Non è bastata la sentenza del Consiglio di Stato del 15 febbraio scorso a chiudere definitivamente la questione della presenza del Crocifisso nei luoghi pubblici che invece continua ad essere oggetto di polemiche e contese. È vero che quella sentenza riguardava in particolare le aule scolastiche, riferendosi al ricorso di una signora finlandese residente a Padova, che aveva chiesto di togliere il crocifisso dalla scuola frequentata dal figlio. I giudici però, nel respingere la richiesta della donna, avevano anche fissato principi che possono valere per qualsiasi ufficio pubblico. Il Consiglio di Stato stabilì che il crocifisso non deve essere necessariamente rimosso perché «ha una funzione simbolica altamente educativa» e rappresenta in modo idoneo «l’elevato fondamento dei valori civili, che sono poi i valori che delineano la laicità nell’attuale ordinamento dello Stato». Attraverso l’esposizione del crocifisso secondo i giudici di Palazzo Spada vengono espressi «valori di tolleranza, di rispetto reciproco, di valorizzazione della persona» che «connotano la civiltà italiana».
E ora, dato che i seggi elettorali vengono sistemati nelle scuole, dove per l’appunto si trovano i crocifissi, la polemica si è riaperta perché la rimozione del simbolo religioso ha provocato l’immediata reazione dei rappresentanti del centrodestra.
Nel caso del comune trevigiano di Cornuda la richiesta di un cittadino in un singolo seggio ha poi di fatto provocato la rimozione del crocifisso in tutti i seggi. Di fronte alle rimostranze del capogruppo di Forza Italia in regione, Remo Sernagiotto, che chiedeva di non togliere il crocifisso il sindaco ha replicato che la sentenza del Consiglio di Stato riguardava le aule scolastiche e il discorso cambia quando queste diventano sede elettorale.
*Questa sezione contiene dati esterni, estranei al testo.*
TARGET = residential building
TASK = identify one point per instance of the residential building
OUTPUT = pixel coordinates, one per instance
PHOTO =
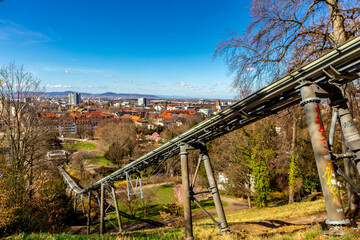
(74, 98)
(142, 102)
A Fornole in provincia di Terni invece è stato il presidente di seggio a prendere l’iniziativa provocando la reazione del consigliere regionale azzurro Raffaele Nevi che ha denunciato il fatto al prefetto e ai carabinieri. «Questo signore (il presidente di seggio, ndr) si è presentato al seggio autoproclamandosi di Rifondazione Comunista - spiega Nevi - poi d’imperio ha fatto togliere il crocifisso dal seggio perché ha detto che avrebbe potuto orientare il voto. Abbiamo risposto con una denuncia ai carabinieri». Il gesto del presidente di seggio poi è stato sconfessato anche dal responsabile locale di Rifondazione, Alberto Sabatini, che ha tenuto a specificare che l’uomo non era mai stato iscritto al suo partito.
Per il senatore dell’Udc, Maurizio Ronconi, togliere il crocifisso è «un segno d’intolleranza» e per Andrea Ronchi, portavoce di Alleanza nazionale, dimostra «ancora una volta quanto la sinistra sia antidemocratica, anticlericale e illiberale». Nessuno mette in dubbio la laicità dello Stato, dice Filippo Ascierto di An, «ma non crediamo ci sia nulla di male a esporre il crocifisso. Vogliamo che i cittadini vengano a conoscenza dei fatti perché siano così messi in condizione di capire come ragionano gli uomini di questa sinistra».


La vicenda di Amelia per l’azzurro Antonio Tajani «dimostra quanta intolleranza ci sia nei seggi da parte di chi dovrebbe garantire il regolare svolgimento delle elezioni». Il coordinatore di Forza Italia, Sandro Bondi, non riesce a rimanere indifferente «di fronte ad un atto che costituisce un’offesa intollerabile per tutto il popolo italiano».